You probably want to look at the other link in that PR, which demonstrated how well copy-and-patch can do for another dynamic language (Lua): [1]

Of course, whether or not CPython could eventually make it to that point (or even further) is a different story: they are under a way tighter constraint than just developing something for academia. But copy-and-patch can do a lot even for dynamic languages :)

[1] https://sillycross.github.io/2023/05/12/2023-05-12/

lifthrasiir · on Dec 27, 2023

> That's why in my initial message I said I wonder about expected peak improvement. I won't be surprised if it (together with theorized uop optimizations) barely exceeds single-digit percent perf gains, which would of course be still totally worth it. And even it's more, well, even better :) And in the worst case - which I hope won't happen - the point you mentioned is today, and copy-and-patch would never be worth enabling by itself.

Ah, so you meant that even all of them including specializing interpreter and copy-and-patch JIT may not give a reasonable speedup. But I think you have missed the fact that specializing interpreter has already landed on 3.11 and provided 10--60% speedup. So specialization really works, and copy-and-patch JIT should allow finer-grained uops which can have an enormous impact on performance.

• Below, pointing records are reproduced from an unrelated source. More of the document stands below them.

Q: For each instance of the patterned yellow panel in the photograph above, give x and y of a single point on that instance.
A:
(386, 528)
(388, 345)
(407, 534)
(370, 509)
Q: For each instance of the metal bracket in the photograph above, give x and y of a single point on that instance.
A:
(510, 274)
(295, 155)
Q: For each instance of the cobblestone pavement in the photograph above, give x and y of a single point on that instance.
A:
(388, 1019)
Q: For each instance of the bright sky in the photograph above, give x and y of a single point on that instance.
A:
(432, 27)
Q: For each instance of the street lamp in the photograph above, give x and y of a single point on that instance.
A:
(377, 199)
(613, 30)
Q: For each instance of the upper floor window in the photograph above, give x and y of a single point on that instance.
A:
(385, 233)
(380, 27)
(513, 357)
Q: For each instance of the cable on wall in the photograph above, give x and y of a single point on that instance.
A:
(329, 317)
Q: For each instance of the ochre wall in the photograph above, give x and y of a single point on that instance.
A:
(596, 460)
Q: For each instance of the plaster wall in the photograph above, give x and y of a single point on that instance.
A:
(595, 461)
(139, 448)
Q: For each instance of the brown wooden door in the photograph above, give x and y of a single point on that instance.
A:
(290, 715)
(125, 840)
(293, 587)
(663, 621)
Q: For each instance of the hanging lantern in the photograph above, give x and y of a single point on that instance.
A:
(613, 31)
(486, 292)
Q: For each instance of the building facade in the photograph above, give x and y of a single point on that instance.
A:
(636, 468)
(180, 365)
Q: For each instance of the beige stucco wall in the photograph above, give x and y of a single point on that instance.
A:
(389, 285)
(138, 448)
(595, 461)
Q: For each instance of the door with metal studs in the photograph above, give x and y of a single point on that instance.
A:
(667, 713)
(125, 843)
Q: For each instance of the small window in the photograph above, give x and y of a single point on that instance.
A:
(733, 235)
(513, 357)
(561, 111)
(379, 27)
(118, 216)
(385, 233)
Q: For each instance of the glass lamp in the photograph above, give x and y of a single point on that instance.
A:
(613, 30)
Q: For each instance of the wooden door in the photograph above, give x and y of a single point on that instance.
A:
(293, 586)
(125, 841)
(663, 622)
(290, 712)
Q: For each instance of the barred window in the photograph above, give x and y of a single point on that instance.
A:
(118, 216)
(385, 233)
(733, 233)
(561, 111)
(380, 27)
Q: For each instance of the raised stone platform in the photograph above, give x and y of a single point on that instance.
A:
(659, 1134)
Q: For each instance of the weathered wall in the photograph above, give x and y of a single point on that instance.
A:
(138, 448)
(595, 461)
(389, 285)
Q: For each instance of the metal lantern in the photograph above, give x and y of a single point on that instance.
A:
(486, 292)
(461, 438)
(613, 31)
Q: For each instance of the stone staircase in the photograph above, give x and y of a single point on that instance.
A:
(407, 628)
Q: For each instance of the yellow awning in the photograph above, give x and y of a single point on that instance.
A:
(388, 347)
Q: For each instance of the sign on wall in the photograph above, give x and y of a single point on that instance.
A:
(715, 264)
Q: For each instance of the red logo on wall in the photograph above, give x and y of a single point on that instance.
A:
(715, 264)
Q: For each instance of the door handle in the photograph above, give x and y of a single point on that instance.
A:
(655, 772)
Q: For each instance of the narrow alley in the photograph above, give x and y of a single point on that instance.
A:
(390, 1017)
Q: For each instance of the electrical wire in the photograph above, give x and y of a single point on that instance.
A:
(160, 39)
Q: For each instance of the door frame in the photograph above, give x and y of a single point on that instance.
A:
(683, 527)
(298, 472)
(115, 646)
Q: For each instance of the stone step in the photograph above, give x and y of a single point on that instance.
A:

On the other hand, it is possible that copy-and-patch JIT itself turns out to be useless even after all the work. In this case there is no other known viable way to enable JIT without disruption, so JIT shouldn't be added to CPython. I should have stressed this point more, but "incremental" improvements are really important---it was a primary reason that CPython didn't even try to implement JIT compilation for decades after all. CPython can give them up, but then there is one less reason to use (C)Python, so CPython never did so. (GIL is the same story by the way, and the current nogil effort is not possible without other performance improvements that outweigh a potential overhead in the single-threaded setting.)

> As for your example with integer adding, I totally agree with all you said, and that's exactly what I meant by "there’s only so much one can do without touching the data model".

If the data model refers to the publicly visible portion of the interface, I don't think so. Even JS runtimes didn't require any change to the public interface, and CPython itself already caches lots of the data model for the sake of performance. I'm not aware of attempts like shape optimizations, but it might be possible to extend the current `__slots__` implementation to allow the adaptive memory layout.

adrian17 · on Dec 27, 2023

> Ah, so you meant that even all of them including specializing interpreter and copy-and-patch JIT may not give a reasonable speedup. But I think you have missed the fact that specializing interpreter has already landed on 3.11 and provided 10--60% speedup

No, I'm talking compared to the current default production state. Exactly what Brandt said in his talk at around 23:30, and what I observed when building his branch.

lifthrasiir · on Dec 27, 2023

Then I'm not sure why that would refute the intermediate goal to "enable JIT codegen without sacrificing too much performance" as stated in my initial comment, since the proposed copy-and-patch JIT compiler can't make the impact by itself.